Add-ins go in at step 2 only
If you want to add olives, sun-dried tomatoes, garlic or walnuts, add them together with the flour in step 2, after dissolving the yeast. The kneading mode will distribute them evenly through the dough.
Cut olives into smaller pieces first, otherwise large chunks stay in the dough and the bread tears when sliced. Sun-dried tomatoes must be dry, not packed in oil. Oil makes the dough too soft.
Leave the bread to cool before slicing
The bread needs to cool on a rack for at least 30 minutes after baking. The crumb sets during this time. If you cut too early you crush the inside and the bread turns gummy.
The bread keeps for 3 to 4 days in a bread box or wrapped in a linen cloth.
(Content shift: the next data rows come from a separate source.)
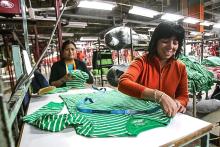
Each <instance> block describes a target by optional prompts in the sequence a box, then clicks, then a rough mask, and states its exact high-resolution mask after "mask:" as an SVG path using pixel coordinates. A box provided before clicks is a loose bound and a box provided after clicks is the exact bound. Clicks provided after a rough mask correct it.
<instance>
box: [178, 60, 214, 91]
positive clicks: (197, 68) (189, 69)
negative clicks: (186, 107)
mask: <svg viewBox="0 0 220 147" xmlns="http://www.w3.org/2000/svg"><path fill="white" fill-rule="evenodd" d="M179 59H180V60H181V61H182V62H183V63H184V64H185V65H186V70H187V75H188V86H189V91H190V92H191V93H194V92H200V91H208V90H210V89H211V87H212V85H213V84H214V75H213V73H211V72H209V71H208V70H207V69H206V68H205V67H204V66H202V65H201V64H199V63H198V62H196V61H195V60H193V59H191V58H189V57H186V56H181V57H179Z"/></svg>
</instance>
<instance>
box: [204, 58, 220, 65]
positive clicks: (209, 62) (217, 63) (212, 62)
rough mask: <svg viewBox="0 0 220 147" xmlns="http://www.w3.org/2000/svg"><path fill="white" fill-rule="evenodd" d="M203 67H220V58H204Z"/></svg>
mask: <svg viewBox="0 0 220 147" xmlns="http://www.w3.org/2000/svg"><path fill="white" fill-rule="evenodd" d="M202 65H205V66H211V67H216V66H220V58H219V57H216V56H212V57H208V58H204V59H203V60H202Z"/></svg>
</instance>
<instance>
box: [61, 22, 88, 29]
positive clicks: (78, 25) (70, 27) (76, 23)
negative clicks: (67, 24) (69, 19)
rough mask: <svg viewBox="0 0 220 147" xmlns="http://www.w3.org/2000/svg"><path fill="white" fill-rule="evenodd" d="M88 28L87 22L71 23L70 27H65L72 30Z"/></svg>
mask: <svg viewBox="0 0 220 147" xmlns="http://www.w3.org/2000/svg"><path fill="white" fill-rule="evenodd" d="M86 26H87V23H86V22H69V24H68V25H66V26H65V27H70V28H85V27H86Z"/></svg>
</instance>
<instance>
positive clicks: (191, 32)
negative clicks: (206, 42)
mask: <svg viewBox="0 0 220 147" xmlns="http://www.w3.org/2000/svg"><path fill="white" fill-rule="evenodd" d="M190 35H193V36H196V35H201V32H195V31H191V32H190Z"/></svg>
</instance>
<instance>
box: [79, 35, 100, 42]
mask: <svg viewBox="0 0 220 147" xmlns="http://www.w3.org/2000/svg"><path fill="white" fill-rule="evenodd" d="M97 40H98V37H94V36H90V37H80V41H97Z"/></svg>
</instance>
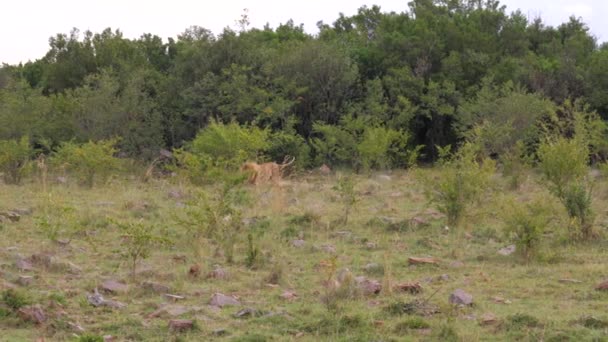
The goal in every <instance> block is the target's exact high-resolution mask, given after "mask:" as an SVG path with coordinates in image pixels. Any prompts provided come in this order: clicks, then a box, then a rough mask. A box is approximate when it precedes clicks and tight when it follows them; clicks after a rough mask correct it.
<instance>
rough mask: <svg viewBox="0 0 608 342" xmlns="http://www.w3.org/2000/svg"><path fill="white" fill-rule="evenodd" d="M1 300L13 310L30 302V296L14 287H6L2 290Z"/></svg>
mask: <svg viewBox="0 0 608 342" xmlns="http://www.w3.org/2000/svg"><path fill="white" fill-rule="evenodd" d="M2 302H3V303H4V304H5V305H6V306H8V307H9V308H11V309H13V310H19V309H20V308H22V307H24V306H26V305H29V304H31V303H32V300H31V298H30V297H29V296H28V295H27V293H25V292H23V291H18V290H14V289H8V290H5V291H4V292H2Z"/></svg>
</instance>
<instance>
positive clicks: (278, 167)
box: [241, 157, 295, 185]
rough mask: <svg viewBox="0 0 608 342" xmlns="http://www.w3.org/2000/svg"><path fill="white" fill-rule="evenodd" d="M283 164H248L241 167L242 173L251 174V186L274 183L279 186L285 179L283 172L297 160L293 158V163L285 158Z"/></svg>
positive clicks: (248, 162) (252, 162)
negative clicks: (285, 168) (283, 162)
mask: <svg viewBox="0 0 608 342" xmlns="http://www.w3.org/2000/svg"><path fill="white" fill-rule="evenodd" d="M285 161H286V162H284V163H283V164H277V163H263V164H258V163H254V162H247V163H245V164H243V166H241V171H246V172H250V175H249V178H248V182H249V184H253V185H259V184H264V183H273V184H275V185H278V184H279V183H280V182H281V180H282V179H283V170H284V169H285V168H286V167H287V166H289V165H291V164H292V163H293V162H294V161H295V158H292V159H291V161H289V162H287V157H286V158H285Z"/></svg>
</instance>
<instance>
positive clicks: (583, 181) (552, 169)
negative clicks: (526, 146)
mask: <svg viewBox="0 0 608 342" xmlns="http://www.w3.org/2000/svg"><path fill="white" fill-rule="evenodd" d="M586 141H587V140H584V139H581V137H580V136H576V137H574V138H572V139H568V138H564V137H557V138H554V139H551V138H549V139H547V140H546V141H545V142H543V143H541V145H540V146H539V148H538V158H539V169H540V170H541V172H542V174H543V176H544V179H545V181H546V183H547V186H548V188H549V190H550V191H551V192H552V193H553V194H554V195H555V196H556V197H557V198H558V199H559V200H560V201H561V202H562V204H563V205H564V206H565V208H566V211H567V212H568V215H569V216H570V218H571V219H573V221H574V222H573V223H574V224H575V228H577V229H578V230H580V233H581V234H582V237H583V238H585V239H589V238H591V236H592V226H593V211H592V210H591V201H592V197H591V194H592V185H591V182H590V181H589V180H588V173H589V167H588V162H589V147H588V145H587V142H586Z"/></svg>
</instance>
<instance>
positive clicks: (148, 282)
mask: <svg viewBox="0 0 608 342" xmlns="http://www.w3.org/2000/svg"><path fill="white" fill-rule="evenodd" d="M141 287H142V288H143V289H144V290H148V291H152V292H156V293H161V294H164V293H169V292H171V289H170V288H169V286H167V285H164V284H159V283H155V282H151V281H144V282H143V283H142V284H141Z"/></svg>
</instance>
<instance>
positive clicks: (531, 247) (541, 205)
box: [503, 200, 552, 260]
mask: <svg viewBox="0 0 608 342" xmlns="http://www.w3.org/2000/svg"><path fill="white" fill-rule="evenodd" d="M503 215H504V220H505V232H506V233H507V236H508V237H509V238H510V239H511V240H512V241H514V242H515V244H516V246H517V251H518V253H520V254H521V255H522V257H523V258H524V259H525V260H530V258H531V257H532V256H534V254H535V253H536V252H537V251H538V248H539V246H540V245H541V243H542V239H543V234H544V233H545V230H546V228H547V226H548V224H549V221H550V220H551V217H552V215H551V211H550V210H549V209H548V208H547V206H546V205H545V204H544V202H543V201H541V200H535V201H533V202H530V203H525V204H522V203H519V202H513V203H511V205H510V206H509V208H508V209H507V210H505V211H504V213H503Z"/></svg>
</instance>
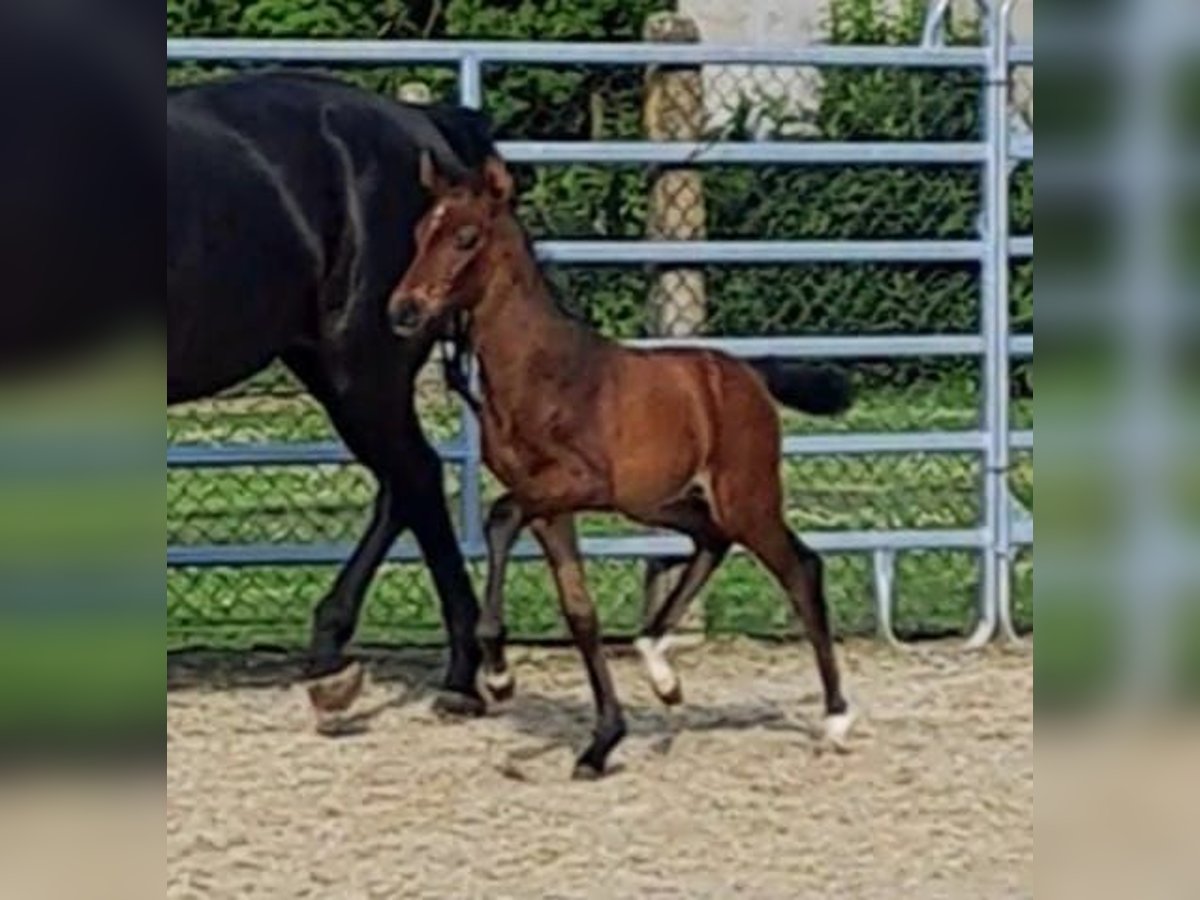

The fridge dries it out. Freezing works well. Sliced, you can toast individual slices straight from frozen.
How other approaches differ
Goes well with: butter and cheese.
Many classic French recipes use a much higher hydration of 65 to 75 percent and a long overnight prove in the fridge. We deliberately stay with a firmer dough because it is fully worked through by the Thermomix® in three minutes on kneading mode and home bakers do not need a proofing container. Classic pain-en-cocotte recipes often start at 230°C, 30 minutes with the lid on for the steam effect, then remove the lid for a final browning phase. Our cold-oven method produces the same steam without having to lift a hot casserole dish out of the oven mid-bake. For more flavour, replace 50 g of flour with wholemeal or add seeds.